'Aluminum Show' review: Weird is good

G0220AluminumDance03#92529.JPGDancers in "The Aluminum Show" perform Sunday at DeVos Performance Hall. Click here to see more photos or scroll down for our photo gallery.

GRAND RAPIDS — Unquestionably, “The Aluminum Show” is weird. However, as a crowd of about 1,000 discovered Sunday at DeVos Performance Hall, in this case, weird was good.

The star of the show: aluminum ducts of all shapes and sizes, shape-shifting into worms, lips, pipes and, in one highly unusual mating ritual — lovers. (Still, the show was strictly PG and great for kids.)

Aluminum tubes in love? Yes, and they even had a baby to prove it. The little Slinky, a cute, winsome scrap off the old block, played a pivotal role in the snappy, sparkly show.

His “parents,” dancers in huge tubes, wordlessly portrayed emotions such as fear when they lose their baby, sadness and then joy when they find him at the end of the show.

Talk about turning garbage into gold (the show uses mostly repurposed industrial scraps).

Eight fantastic dancers shake it on their own and within the tubes. At one point, four tubes hang from the ceiling, and performers seemed to swim down to the ground, as if the tubes were watery tunnels.

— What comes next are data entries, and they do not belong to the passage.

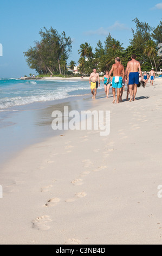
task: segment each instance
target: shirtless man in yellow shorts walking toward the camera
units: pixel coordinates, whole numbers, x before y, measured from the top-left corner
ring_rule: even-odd
[[[100,77],[99,74],[96,72],[96,69],[93,69],[93,72],[89,76],[89,83],[90,83],[90,89],[92,93],[92,99],[95,100],[96,93],[98,87],[100,87]]]

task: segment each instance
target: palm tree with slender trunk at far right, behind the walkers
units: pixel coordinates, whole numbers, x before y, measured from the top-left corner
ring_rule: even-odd
[[[148,58],[150,59],[150,62],[151,62],[151,57],[153,58],[155,70],[157,73],[157,65],[156,65],[155,59],[154,59],[154,56],[157,56],[157,45],[155,44],[154,41],[152,41],[152,40],[146,41],[146,44],[144,46],[144,54],[146,54],[148,56]],[[151,62],[151,65],[152,65],[152,62]],[[152,65],[152,67],[153,67],[153,65]]]

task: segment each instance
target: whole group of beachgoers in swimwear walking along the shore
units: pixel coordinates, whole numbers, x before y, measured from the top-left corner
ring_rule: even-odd
[[[113,76],[111,77],[113,73]],[[106,97],[109,95],[109,88],[112,84],[112,92],[113,92],[113,103],[119,103],[122,101],[122,93],[125,87],[125,83],[127,81],[127,100],[128,95],[130,95],[129,101],[134,101],[135,95],[137,94],[137,86],[139,84],[139,74],[141,77],[141,81],[146,83],[148,81],[148,75],[145,71],[144,76],[142,76],[140,63],[136,60],[136,55],[132,54],[131,60],[127,63],[126,70],[124,66],[120,62],[120,58],[115,58],[115,63],[112,65],[111,70],[108,72],[106,70],[106,74],[102,78],[102,82],[104,82]],[[154,70],[150,71],[151,84],[153,84],[153,80],[155,77]],[[96,90],[100,87],[100,77],[96,72],[96,69],[93,69],[93,72],[89,77],[90,89],[92,93],[92,99],[96,97]],[[117,99],[115,97],[115,90],[117,89]]]

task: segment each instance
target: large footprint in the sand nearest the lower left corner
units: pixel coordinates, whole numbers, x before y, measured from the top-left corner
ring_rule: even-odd
[[[51,221],[52,220],[47,215],[41,216],[41,217],[36,217],[35,220],[32,221],[32,223],[33,223],[32,228],[36,228],[36,229],[40,229],[40,230],[48,230],[50,228],[50,226],[47,224]]]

Another segment had these life-size Slinky creatures, with arms that bounced from shoulder to floor, gyrating to thumping electronic music. As long as the music was pulsating and danceable, it was an asset to the show. But when it got all spacey, a little went a long way.

At times, it felt as if the entire audience had been beamed up to some tin foil king’s spaceship for a private party. Huge pillows of aluminum were lobbed by the dozens into the crowd like squashy, metallic, beach balls. Crowd members played happily, batting the pillows into nearby rows.

3.5 stars out of 4

THE ALUMINUM SHOW
Where: DeVos Performance Hall
Highlight: When the audience happily batted huge aluminum pillows around the auditorium.
Low Point: A little Electronic music goes a long way.
Time on stage: 80-90 minutes, no intermission.

Several segments later, a tangle of large tubes snaked over our heads; a few even made it to the balcony. Later still, scraps of foil exploded from cannons and floated down as audience members tried to catch them.

Hypnotic Middle Eastern music (the show was created in Israel by former dancer and choreographer Ilan Azriel) added to the spellbinding effect of tubes writhing all over each other on the stage.

Kids loved it, including, hopefully, a young audience member, a boy of about 9, who was brought up on stage, covered in foil, and eaten by a huge tube. He appeared, unscathed, about 20 minutes later.

The chief appeal of this wildly original show was the display of creativity. Aluminum tubes and foil morphed into floating balls, streamers and dazzling costumes of all kinds.

One performer sported a crown of silvery dreadlocks, while another segment had dancers doing Double Dutch with giant foil jump ropes.

My son, Ezra, 10, and I managed to grab a few pieces of foil drifting from the ceiling. Somehow, these scraps seemed imbued with magical properties. Yet, if the show taught us anything, it was that creativity can make the most mundane object shimmer with life and possibility.

As “The Aluminum Show” proved, one person’s trash truly is another’s treasure.